D’abord, et quoi qu’on en dise, aucune paradoxe à être à la fois à gauche et bien nanti, financièrement parlant. L’un des grands bâtisseurs du Québec moderne, Jacques Parizeau, était à la fois ardent social-démocrate et bourgeois assumé. Riche de fortune et de coeur, quel problème?

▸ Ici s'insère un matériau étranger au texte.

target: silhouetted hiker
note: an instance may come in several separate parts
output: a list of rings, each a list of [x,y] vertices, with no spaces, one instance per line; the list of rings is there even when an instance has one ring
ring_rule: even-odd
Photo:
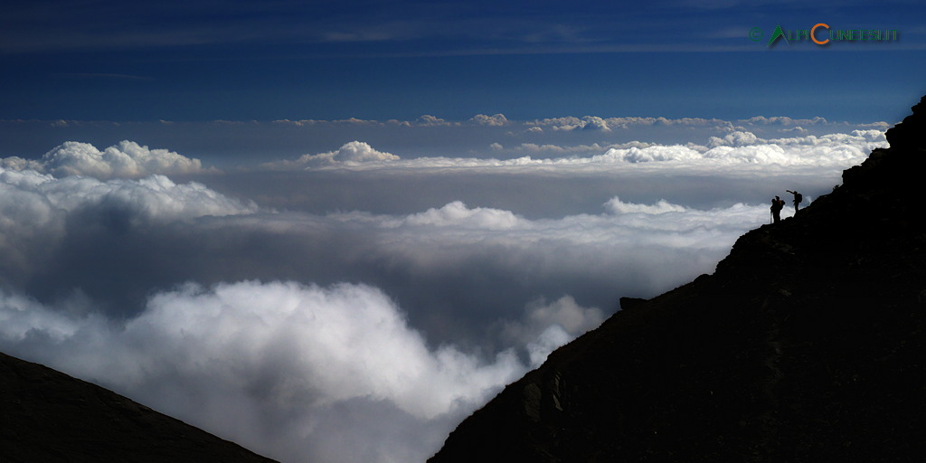
[[[771,200],[771,221],[778,223],[782,219],[782,208],[784,207],[784,200],[775,196]]]
[[[804,195],[797,192],[793,192],[791,190],[784,190],[784,191],[795,195],[795,212],[797,212],[797,205],[801,204],[801,201],[804,199]]]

Cela dit, et comme il l’admet lui-même, Rambo est ni à gauche, ni à droite, ni au centre. Normal. Sans vouloir tomber dans la catégorisation excessive, les syndicats post-années 1960 figurent habituellement sur une seule case de l’échiquier politique: celle du corporatisme. On protège les intérêts des membres, et voilà tout. À gauche ou social-démocrates, les syndicats occidentaux? Pas tant, non. Corporatistes, plutôt. Sauce grand sommet économique de Lucien Bouchard, où patrons et syndicats sont seuls présents à la table des négos. Et que les non-syndiqués se débrouillent.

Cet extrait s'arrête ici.